The defense debate is at a turning point, and the participants are regrouping. There is still a fight in Congress over the military program for the fiscal year just begun. The legislative question is whether to give the Pentagon a $10 billion increase in spending authority to cover inflation or, as a sizable group of House Democrats would prefer, hold its budget to last year's level.
But the broader issue of which this is only an example is the defense spending pattern for the future. If the big budget leaps of the first four Reagan years are over, what replaces them? The administration has taken as its new standard the steady after-inflation growth rate of 3 percent per year envisioned in the current congressional budget resolution.
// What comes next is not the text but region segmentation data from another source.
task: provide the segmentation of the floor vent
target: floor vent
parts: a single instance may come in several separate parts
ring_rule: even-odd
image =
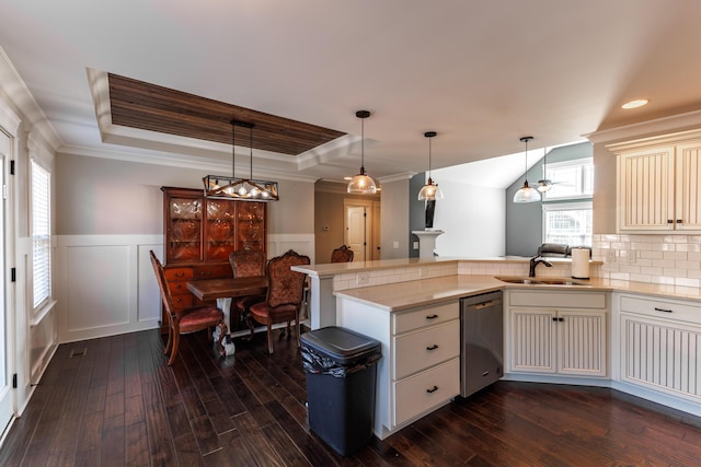
[[[85,353],[88,353],[87,347],[83,347],[82,349],[73,349],[70,351],[70,355],[68,358],[72,359],[73,357],[85,357]]]

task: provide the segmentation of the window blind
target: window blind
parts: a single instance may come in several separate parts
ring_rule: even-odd
[[[34,308],[51,295],[51,178],[32,161],[32,246]]]

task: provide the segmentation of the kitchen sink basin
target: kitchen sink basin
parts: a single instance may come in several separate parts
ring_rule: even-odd
[[[526,278],[519,276],[496,276],[495,279],[502,282],[520,283],[525,285],[574,285],[589,287],[587,282],[577,281],[568,278]]]

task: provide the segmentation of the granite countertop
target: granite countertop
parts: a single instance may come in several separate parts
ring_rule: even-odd
[[[545,258],[551,262],[572,262],[572,258]],[[378,259],[375,261],[353,261],[353,262],[327,262],[309,266],[294,266],[296,271],[304,272],[312,277],[327,277],[342,275],[344,272],[364,272],[381,269],[395,269],[403,267],[416,267],[422,265],[436,264],[458,264],[458,262],[502,262],[502,264],[528,264],[530,257],[527,256],[499,256],[487,258],[455,258],[447,256],[436,256],[433,258],[397,258]],[[602,261],[590,260],[590,265],[601,265]]]
[[[653,295],[659,299],[691,300],[701,303],[701,289],[698,288],[599,278],[577,282],[585,282],[586,285],[514,284],[503,282],[494,276],[456,275],[340,290],[334,292],[334,295],[366,303],[388,312],[397,312],[415,306],[426,306],[447,300],[457,300],[468,295],[505,289],[558,290],[563,292],[632,292]]]

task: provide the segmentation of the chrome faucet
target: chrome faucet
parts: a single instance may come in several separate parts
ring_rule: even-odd
[[[552,262],[545,261],[544,259],[539,258],[538,256],[533,256],[532,258],[530,258],[530,269],[528,269],[528,277],[529,278],[535,278],[536,277],[536,267],[538,265],[545,265],[547,267],[551,267]]]

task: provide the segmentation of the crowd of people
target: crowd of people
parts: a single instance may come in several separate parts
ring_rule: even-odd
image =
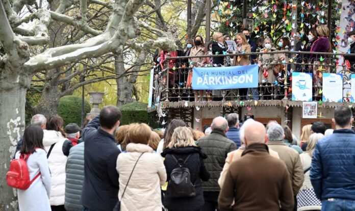
[[[296,55],[294,62],[296,65],[293,71],[312,72],[313,73],[313,80],[315,84],[320,85],[321,77],[320,76],[320,64],[321,62],[329,63],[326,60],[328,57],[326,55],[319,54],[320,52],[333,52],[332,44],[329,39],[329,31],[326,25],[320,25],[316,28],[311,29],[308,34],[301,36],[297,33],[290,39],[289,37],[281,37],[277,40],[273,40],[268,37],[259,37],[256,41],[251,38],[249,30],[244,29],[241,33],[237,33],[234,37],[216,32],[212,36],[213,41],[205,43],[202,37],[196,36],[194,39],[188,39],[185,48],[177,51],[168,51],[158,49],[156,52],[154,62],[157,67],[163,69],[164,65],[167,62],[166,57],[169,53],[170,57],[201,56],[205,57],[180,59],[168,60],[169,70],[168,82],[170,88],[191,88],[193,70],[188,67],[221,67],[229,66],[244,66],[257,64],[259,66],[259,83],[260,85],[280,85],[283,87],[285,81],[289,84],[291,77],[291,66],[288,64],[290,62],[290,51],[314,52],[313,54]],[[348,33],[349,43],[353,43],[355,41],[355,31]],[[232,38],[232,39],[231,39]],[[236,44],[236,49],[232,45],[229,45],[226,42],[234,39]],[[275,42],[274,42],[275,41]],[[302,43],[305,43],[303,44]],[[354,45],[351,45],[355,46]],[[355,48],[351,47],[350,52],[355,53]],[[267,54],[275,51],[273,54]],[[249,55],[243,54],[261,52],[258,55]],[[240,54],[238,56],[229,56],[230,54]],[[211,55],[220,55],[220,56],[209,57]],[[350,62],[351,69],[354,69],[353,58],[348,56],[346,59]],[[301,64],[302,63],[302,64]],[[308,65],[305,65],[307,64]],[[326,65],[325,65],[327,66]],[[181,68],[181,72],[177,73],[174,68]],[[325,71],[329,72],[330,68],[326,68]],[[158,71],[159,72],[159,71]],[[287,77],[287,78],[286,78]],[[259,99],[259,95],[257,88],[252,88],[250,93],[252,97],[247,94],[247,89],[239,90],[239,95],[242,98],[252,98]],[[220,96],[220,92],[217,90],[194,90],[194,97],[196,101],[212,101],[212,97]],[[272,91],[267,89],[263,92],[266,97],[272,96]],[[281,95],[284,94],[284,89],[281,89]],[[275,95],[274,97],[276,97]]]
[[[238,115],[204,132],[172,120],[163,133],[120,126],[109,106],[82,130],[37,114],[14,161],[26,157],[29,188],[20,210],[346,210],[355,206],[355,133],[351,110],[335,109],[334,130]]]

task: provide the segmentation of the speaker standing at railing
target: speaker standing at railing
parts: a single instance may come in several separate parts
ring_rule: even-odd
[[[348,42],[350,44],[350,54],[355,54],[355,30],[348,32],[347,34],[348,37]],[[344,56],[345,59],[349,61],[350,63],[349,70],[351,71],[355,71],[355,57],[351,56]]]

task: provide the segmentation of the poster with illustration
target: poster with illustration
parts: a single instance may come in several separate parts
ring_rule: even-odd
[[[317,102],[303,102],[302,118],[315,119],[317,118]]]
[[[355,98],[355,74],[351,74],[351,93],[350,95],[351,96],[350,101],[351,102],[355,102],[355,100],[354,99],[354,98]],[[346,94],[346,97],[348,97],[349,95],[349,94],[347,93]]]
[[[312,74],[292,72],[292,100],[312,101]]]
[[[343,101],[343,74],[323,73],[323,101]]]

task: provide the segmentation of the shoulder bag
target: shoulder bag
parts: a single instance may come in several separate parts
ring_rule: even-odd
[[[143,155],[143,154],[144,154],[145,152],[143,152],[142,154],[141,154],[140,155],[139,155],[139,157],[137,160],[137,161],[136,162],[136,164],[134,165],[134,166],[133,167],[133,169],[132,169],[132,171],[131,172],[131,175],[130,175],[130,177],[128,178],[128,180],[127,181],[127,183],[126,184],[125,187],[124,188],[124,190],[123,190],[123,193],[122,194],[122,197],[121,197],[121,200],[122,200],[122,199],[123,198],[123,196],[124,195],[124,192],[125,192],[125,190],[127,188],[127,186],[128,186],[128,183],[130,182],[130,180],[131,179],[131,177],[132,176],[132,174],[133,174],[133,171],[134,171],[134,169],[136,168],[136,166],[137,165],[137,163],[138,163],[138,161],[139,161],[139,159],[140,157]],[[119,211],[121,209],[121,201],[118,200],[118,201],[117,203],[116,204],[116,205],[115,207],[113,208],[113,211]]]

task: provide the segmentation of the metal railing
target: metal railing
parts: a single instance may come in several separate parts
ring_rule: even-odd
[[[345,55],[355,58],[355,54],[289,51],[179,57],[169,57],[168,54],[163,68],[160,65],[155,68],[153,102],[290,99],[293,72],[313,73],[313,100],[318,101],[322,97],[322,75],[324,72],[342,73],[343,89],[350,92],[350,70],[355,68],[349,69],[345,63],[339,62],[338,59]],[[239,59],[238,57],[243,56],[249,56],[252,63],[259,65],[258,88],[199,91],[187,84],[193,67],[216,66],[210,63],[211,58],[223,57],[224,64],[231,64],[226,62],[228,57]],[[345,94],[343,99],[349,100]]]

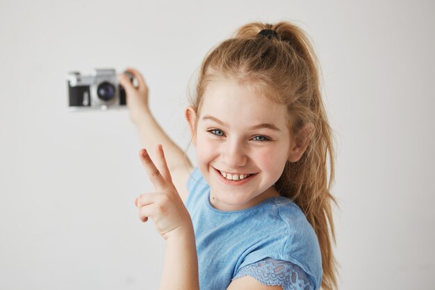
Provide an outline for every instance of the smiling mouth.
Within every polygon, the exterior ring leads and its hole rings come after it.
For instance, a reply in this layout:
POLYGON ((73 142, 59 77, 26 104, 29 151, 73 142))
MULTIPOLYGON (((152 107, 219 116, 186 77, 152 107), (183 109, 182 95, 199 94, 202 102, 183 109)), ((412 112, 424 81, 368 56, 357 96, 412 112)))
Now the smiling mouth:
MULTIPOLYGON (((215 168, 215 169, 216 169, 216 168, 215 168)), ((221 170, 220 170, 218 169, 216 169, 216 170, 218 172, 219 172, 219 173, 220 173, 220 175, 224 179, 226 179, 227 180, 235 181, 235 182, 238 181, 238 180, 245 179, 248 178, 250 176, 252 176, 252 175, 254 175, 254 173, 248 173, 248 174, 229 173, 229 172, 226 172, 224 171, 221 171, 221 170)))

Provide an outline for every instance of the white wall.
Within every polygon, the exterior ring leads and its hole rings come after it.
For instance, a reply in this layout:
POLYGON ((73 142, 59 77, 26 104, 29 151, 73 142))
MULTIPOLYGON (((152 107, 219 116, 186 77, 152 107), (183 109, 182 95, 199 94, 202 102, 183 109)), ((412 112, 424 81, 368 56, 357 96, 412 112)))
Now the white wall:
MULTIPOLYGON (((0 0, 0 289, 157 289, 165 243, 126 111, 69 113, 67 73, 138 68, 183 148, 188 81, 246 22, 299 24, 337 138, 341 289, 433 289, 432 1, 0 0)), ((192 156, 192 150, 190 154, 192 156)))

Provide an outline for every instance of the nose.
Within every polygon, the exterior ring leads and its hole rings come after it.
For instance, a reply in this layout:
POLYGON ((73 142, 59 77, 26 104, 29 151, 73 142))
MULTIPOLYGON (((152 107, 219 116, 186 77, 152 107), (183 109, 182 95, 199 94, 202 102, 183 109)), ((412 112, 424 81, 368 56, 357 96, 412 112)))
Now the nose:
POLYGON ((247 148, 243 143, 236 140, 227 141, 221 154, 227 170, 245 166, 247 162, 247 148))

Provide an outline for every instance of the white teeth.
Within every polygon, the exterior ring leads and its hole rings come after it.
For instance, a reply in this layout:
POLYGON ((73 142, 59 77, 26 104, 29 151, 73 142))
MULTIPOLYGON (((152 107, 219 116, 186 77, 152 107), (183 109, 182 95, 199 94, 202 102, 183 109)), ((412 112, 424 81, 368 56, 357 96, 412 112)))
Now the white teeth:
POLYGON ((224 172, 223 171, 219 171, 220 172, 220 174, 222 175, 222 176, 223 176, 224 177, 225 177, 227 179, 229 180, 242 180, 245 179, 246 177, 249 177, 251 175, 247 174, 247 175, 243 175, 243 174, 231 174, 231 173, 227 173, 227 172, 224 172))

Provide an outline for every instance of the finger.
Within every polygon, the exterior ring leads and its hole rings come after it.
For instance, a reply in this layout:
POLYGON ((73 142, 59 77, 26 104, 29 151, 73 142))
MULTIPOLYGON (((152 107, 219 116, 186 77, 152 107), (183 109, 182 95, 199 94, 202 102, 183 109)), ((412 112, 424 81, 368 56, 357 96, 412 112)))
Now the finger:
POLYGON ((148 152, 147 152, 147 150, 140 150, 139 155, 140 156, 142 164, 145 168, 145 170, 147 170, 148 177, 149 177, 149 180, 151 180, 151 182, 154 186, 154 188, 157 190, 161 190, 166 187, 166 182, 165 181, 165 179, 161 174, 160 171, 158 171, 158 169, 157 169, 152 160, 151 160, 149 155, 148 155, 148 152))
POLYGON ((126 70, 129 72, 132 73, 134 77, 138 80, 138 84, 139 85, 140 89, 142 89, 147 87, 145 80, 144 79, 142 74, 139 72, 138 70, 133 67, 128 67, 126 70))
POLYGON ((169 171, 166 159, 165 158, 163 147, 161 144, 158 144, 156 148, 156 155, 158 156, 158 168, 160 168, 160 172, 163 176, 163 178, 167 182, 172 182, 171 172, 169 171))
POLYGON ((124 89, 127 92, 127 95, 130 95, 130 92, 134 90, 134 87, 133 86, 133 83, 131 83, 131 81, 130 81, 130 79, 129 79, 125 74, 118 74, 117 79, 118 81, 118 83, 120 83, 120 84, 122 86, 124 89))

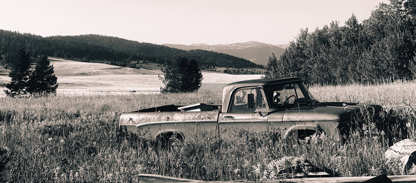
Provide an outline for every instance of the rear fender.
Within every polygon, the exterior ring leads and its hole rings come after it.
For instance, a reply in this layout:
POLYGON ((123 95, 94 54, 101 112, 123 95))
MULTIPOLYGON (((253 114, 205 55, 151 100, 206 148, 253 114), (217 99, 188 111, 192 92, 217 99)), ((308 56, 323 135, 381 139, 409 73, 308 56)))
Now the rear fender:
POLYGON ((158 134, 157 134, 156 136, 154 136, 154 139, 157 139, 158 137, 159 137, 159 135, 160 135, 169 133, 173 133, 173 134, 179 134, 182 137, 183 140, 185 139, 185 136, 184 135, 184 133, 177 129, 166 129, 161 130, 160 132, 158 132, 158 134))
POLYGON ((288 130, 286 132, 286 134, 284 134, 283 137, 286 137, 288 136, 288 135, 290 134, 291 133, 294 133, 298 130, 314 130, 318 134, 322 134, 322 130, 321 129, 321 128, 319 127, 318 126, 308 126, 308 127, 295 127, 289 130, 288 130))

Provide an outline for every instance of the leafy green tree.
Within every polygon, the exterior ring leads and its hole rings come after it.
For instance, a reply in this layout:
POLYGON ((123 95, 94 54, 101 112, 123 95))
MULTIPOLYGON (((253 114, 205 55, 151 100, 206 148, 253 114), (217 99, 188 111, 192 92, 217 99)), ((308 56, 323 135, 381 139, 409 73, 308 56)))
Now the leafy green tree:
POLYGON ((55 93, 57 79, 54 74, 54 66, 50 65, 47 56, 40 56, 28 82, 28 90, 32 94, 55 93))
POLYGON ((268 65, 266 77, 335 85, 414 79, 415 10, 416 0, 391 0, 362 23, 353 14, 344 26, 335 21, 311 33, 301 29, 277 62, 268 65))
POLYGON ((160 79, 165 86, 161 87, 161 92, 194 92, 201 87, 202 75, 195 60, 188 62, 185 56, 175 55, 165 65, 166 67, 161 69, 165 75, 160 79))
POLYGON ((28 94, 28 81, 30 71, 30 54, 23 48, 12 53, 10 72, 9 77, 11 81, 6 85, 8 89, 5 93, 8 96, 14 97, 28 94))

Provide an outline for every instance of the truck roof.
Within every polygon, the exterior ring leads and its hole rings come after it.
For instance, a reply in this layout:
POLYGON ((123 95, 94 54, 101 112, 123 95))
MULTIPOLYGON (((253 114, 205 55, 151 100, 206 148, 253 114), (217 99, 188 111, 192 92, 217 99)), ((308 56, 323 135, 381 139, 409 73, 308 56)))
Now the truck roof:
POLYGON ((231 83, 224 87, 222 93, 222 108, 221 109, 223 112, 225 112, 228 107, 229 102, 229 99, 232 91, 235 89, 245 86, 263 86, 268 84, 277 84, 286 82, 291 81, 301 81, 303 79, 299 77, 287 77, 279 78, 270 79, 251 79, 245 81, 241 81, 231 83))

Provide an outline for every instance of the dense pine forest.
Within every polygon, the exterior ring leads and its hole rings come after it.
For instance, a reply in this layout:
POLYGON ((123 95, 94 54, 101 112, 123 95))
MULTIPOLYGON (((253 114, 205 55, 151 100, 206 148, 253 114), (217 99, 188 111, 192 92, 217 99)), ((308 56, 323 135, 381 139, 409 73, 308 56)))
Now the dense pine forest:
POLYGON ((0 29, 0 55, 4 55, 2 65, 7 65, 11 53, 20 48, 29 51, 33 57, 46 55, 115 65, 128 65, 128 62, 134 60, 163 64, 166 59, 178 55, 194 58, 203 66, 262 67, 245 59, 226 54, 202 50, 185 51, 114 37, 88 35, 43 37, 0 29))
POLYGON ((416 78, 416 1, 380 4, 361 23, 354 15, 300 31, 266 77, 298 76, 320 84, 371 83, 416 78))

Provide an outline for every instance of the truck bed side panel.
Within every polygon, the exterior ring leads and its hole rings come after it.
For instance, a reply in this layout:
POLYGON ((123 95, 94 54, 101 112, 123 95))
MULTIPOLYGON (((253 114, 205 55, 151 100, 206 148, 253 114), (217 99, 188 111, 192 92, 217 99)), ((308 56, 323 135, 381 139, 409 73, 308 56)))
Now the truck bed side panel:
POLYGON ((194 138, 204 134, 215 135, 218 131, 219 111, 132 112, 120 116, 120 125, 133 132, 155 137, 166 131, 180 134, 184 138, 194 138))

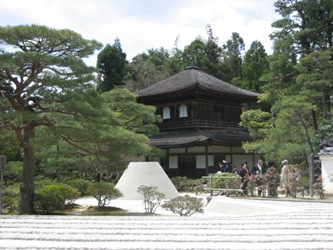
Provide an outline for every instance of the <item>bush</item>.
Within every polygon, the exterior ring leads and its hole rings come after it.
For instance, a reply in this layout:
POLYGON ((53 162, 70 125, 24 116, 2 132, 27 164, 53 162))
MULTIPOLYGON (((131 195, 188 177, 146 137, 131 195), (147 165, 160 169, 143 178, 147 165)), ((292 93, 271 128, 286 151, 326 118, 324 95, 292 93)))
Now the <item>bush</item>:
POLYGON ((196 181, 187 179, 184 176, 175 176, 171 177, 171 182, 176 187, 178 192, 184 192, 184 191, 193 191, 193 189, 196 186, 196 181))
POLYGON ((268 191, 268 197, 278 197, 277 189, 280 185, 280 175, 275 167, 267 169, 264 174, 264 182, 268 191))
POLYGON ((84 179, 74 179, 66 181, 66 184, 76 188, 77 190, 79 190, 81 195, 85 196, 87 195, 87 189, 90 185, 90 181, 84 179))
POLYGON ((189 195, 173 198, 166 201, 161 207, 180 216, 191 216, 194 213, 204 212, 203 200, 189 195))
POLYGON ((138 193, 143 195, 143 204, 146 213, 155 213, 156 209, 164 199, 165 195, 157 191, 156 187, 148 187, 141 185, 138 187, 138 193))
POLYGON ((17 199, 10 196, 2 197, 2 208, 8 210, 8 212, 14 212, 17 210, 17 199))
MULTIPOLYGON (((212 179, 212 188, 234 188, 238 189, 241 179, 234 173, 215 173, 213 177, 223 177, 225 179, 212 179)), ((207 179, 206 179, 207 180, 207 179)))
POLYGON ((17 211, 20 200, 20 185, 15 183, 4 187, 2 195, 3 208, 7 209, 9 212, 17 211))
POLYGON ((313 189, 314 192, 316 193, 317 197, 319 199, 323 199, 324 198, 324 188, 323 188, 323 178, 321 176, 319 176, 315 183, 313 184, 313 189))
POLYGON ((111 200, 123 196, 114 184, 107 182, 91 183, 88 186, 87 193, 98 201, 98 207, 105 207, 111 200))
POLYGON ((73 206, 80 192, 64 183, 52 183, 36 189, 35 205, 37 210, 49 213, 52 210, 65 209, 73 206))

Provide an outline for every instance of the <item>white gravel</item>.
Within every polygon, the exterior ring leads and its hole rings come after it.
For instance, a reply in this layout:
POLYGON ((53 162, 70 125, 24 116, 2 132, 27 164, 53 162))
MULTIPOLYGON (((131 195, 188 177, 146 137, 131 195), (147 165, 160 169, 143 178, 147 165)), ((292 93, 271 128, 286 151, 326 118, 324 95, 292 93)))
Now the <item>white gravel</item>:
MULTIPOLYGON (((144 212, 138 200, 110 205, 144 212)), ((155 216, 1 216, 0 249, 333 249, 333 203, 214 196, 187 218, 161 208, 155 216)))

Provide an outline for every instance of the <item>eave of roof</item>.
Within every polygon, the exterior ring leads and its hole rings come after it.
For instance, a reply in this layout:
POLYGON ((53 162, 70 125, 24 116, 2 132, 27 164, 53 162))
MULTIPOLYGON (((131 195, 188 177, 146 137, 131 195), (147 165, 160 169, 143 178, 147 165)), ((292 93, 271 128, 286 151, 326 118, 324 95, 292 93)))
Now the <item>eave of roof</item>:
POLYGON ((244 133, 237 136, 207 131, 184 131, 167 134, 160 133, 150 139, 150 144, 162 148, 201 145, 240 146, 243 141, 249 140, 248 134, 245 135, 244 133))
POLYGON ((176 75, 173 75, 136 93, 139 97, 143 98, 182 92, 192 88, 202 89, 205 92, 214 92, 215 94, 228 94, 249 99, 256 99, 260 96, 259 93, 236 87, 193 68, 183 70, 176 75))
But that is a larger amount than it sounds -- it would let defense spending authority rise an estimated $95 billion, or 31 percent, by 1990 -- and it is unclear that Congress will vote that much. So there is a lot of jockeying for position.
House Armed Services Committee Chairman Les Aspin, who conducts a kind of shuttle diplomacy between the wings of his party on the defense issue, is holding a special set of hearings on the buildup to date and where to head next. He put out a faintly revisionist report this week suggesting that the "immense budgetary increases" of the Reagan years have produced only "minuscule improvements" in most areas of measurable strength; he cited rising per-unit weapons costs as one ominous reason.
In the Senate, Armed Services Committee Chairman Barry Goldwater and ranking Democrat Sam Nunn have set in motion a parallel examination of the process by which defense decisions are made. Their complaint, which Mr. Aspin also makes, is that Congress and the Defense Department are so preoccupied with current budgets and short-term considerations that they never reach long-term and strategic questions. Mr. Nunn wryly pointed out in recent speeches that Congress last year "changed the number of smoke grenade launchers and muzzle bore sights the Army requested . . . directed the Navy to pare back its request for parachute flares, practice bombs and passenger vehicles . . . specified that the Air Force should cut its request for garbage trucks, street cleaners and scoop loaders," while glossing over various major new weapons starts that could add as much as $200 billion to future budgets.
The administration has also been busy on its side. Deputy Defense Secretary William H. Taft IV carefully spelled out in one recent speech the wished-for weapons that the services will have to forgo just to get within the 3 percent growth path -- "20 percent fewer Bradley fighting vehicles . . . almost 30 percent fewer Patriot air defense missiles . . six Aegis ships . . . a 20 percent reduction in tactical aircraft for the Air Force and a 15 percent reduction for the Navy. . . . The list of critical weapons systems lost goes on and on." Defense Secretary Caspar Weinberger this week devoted an entire speech to the subject, "What Is Our Defense Strategy," partly in response to those who say the buildup has been formless and has lacked clear goals.
You can expect a lot more talk of this kind in the next several months as the parties feel their way into the future. It is weighty stuff, but a healthy trend. In a sense the defense debate is only now getting serious.